The CBI said it only had “oral evidence” that they spoke provocatively. But the evidence it presented against Advani was not irrefutable or unambiguous.

Magistrate Singh then decided to give Advani the benefit of the doubt, citing a Supreme Court judgment which says that if there are two conflicting testimonies against an accused during trial, he could be discharged. But this can only happen at a trial’s conclusion, not before it begins.

Advani’s acquittal involves a massive perversion of the law and the overturning of the principles of fairness and justice. This has angered a large number of Indian secularists as well as Muslims defending themselves against the onslaught of the BJP and its allies, the worst case of which was the massacre of 2,000 Muslims in western Gujarat state last year.

The Indian legal system has long been notorious for delays and antiquated procedures. But in recent years, it has been afflicted by religion-driven prejudice and vacillation on the principle of secularism, which is mandated by the Indian Constitution and is part of its foundation.
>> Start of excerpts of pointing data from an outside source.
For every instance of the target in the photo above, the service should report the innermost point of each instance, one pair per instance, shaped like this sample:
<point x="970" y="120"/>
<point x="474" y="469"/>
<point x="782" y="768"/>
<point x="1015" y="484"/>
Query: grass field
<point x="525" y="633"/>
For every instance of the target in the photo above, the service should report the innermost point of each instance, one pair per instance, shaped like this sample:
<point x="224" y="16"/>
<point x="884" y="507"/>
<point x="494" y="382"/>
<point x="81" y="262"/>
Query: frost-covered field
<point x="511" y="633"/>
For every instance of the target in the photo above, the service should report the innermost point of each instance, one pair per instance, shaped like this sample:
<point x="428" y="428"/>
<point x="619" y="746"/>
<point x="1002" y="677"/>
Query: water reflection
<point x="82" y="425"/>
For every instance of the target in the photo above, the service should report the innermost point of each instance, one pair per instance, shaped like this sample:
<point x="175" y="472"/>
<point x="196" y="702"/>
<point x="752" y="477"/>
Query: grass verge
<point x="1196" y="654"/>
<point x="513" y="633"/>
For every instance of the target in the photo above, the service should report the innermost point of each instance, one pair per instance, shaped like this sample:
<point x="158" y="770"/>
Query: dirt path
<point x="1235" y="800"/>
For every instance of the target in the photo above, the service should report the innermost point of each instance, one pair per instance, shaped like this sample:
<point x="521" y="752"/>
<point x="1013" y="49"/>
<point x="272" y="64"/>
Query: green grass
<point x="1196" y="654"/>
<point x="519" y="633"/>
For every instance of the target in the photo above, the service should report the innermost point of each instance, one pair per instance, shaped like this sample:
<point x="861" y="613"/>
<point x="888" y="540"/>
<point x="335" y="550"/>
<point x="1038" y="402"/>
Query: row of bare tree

India’s higher judiciary tends to be more liberal and secular in its orientation than the subordinate courts, but it too has turned somewhat conservative in recent years, especially on economic and social issues.

Its recent judgments on the rights of dam-affected people, on contempt of court, and on irrational and contradictory economic policies and their wayward implementation by governments have favoured neo-liberal, anti-environmental and free-market ideas.

However, in welcome contrast to this trend, India’s Supreme Court played a progressive role in the litigation pertaining to the Gujarat violence.—Dawn/The InterPress News Service.